By Leigh E. Colihan | 64 Am. U. L. Rev. 645 (2015)

Children are not allowed to purchase cigarettes, yet they may legally work on the fields that produce the tobacco for those cigarettes.  This anomaly can be traced back to the passage of the Fair Labor Standards Act (FLSA) in 1938 when the original exemption for agricultural laborers was first carved out.  The largely outmoded ideology that all farm work is wholesome fueled the legislature in 1938 to fight against a broad application of the minimum wage, overtime, and child labor provisions to the agricultural industry.  This created a sharp disconnect between the protections provided to children working in non-agricultural employment and those working in agriculture.  Today, the agricultural regulations remain unchanged.

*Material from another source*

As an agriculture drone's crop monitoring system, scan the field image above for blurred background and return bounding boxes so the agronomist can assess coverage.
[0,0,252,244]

In 2011, the Department of Labor (DOL) resolved to correct this discrepancy in the law and specifically sought to forbid the employment of child farm workers in tobacco production.  However, the DOL abandoned its plans for revision, conceding to pressure from Congress and farm representatives who feared the revisions would alter farming norms and negatively impact family-owned farms.  Because of the DOL’s decision, children, some as young as twelve, continue to legally work on tobacco farms.  This Comment argues that the DOL shirked its statutory responsibility under the FLSA and acted arbitrarily and capriciously in its decision not to revise the current agricultural provisions.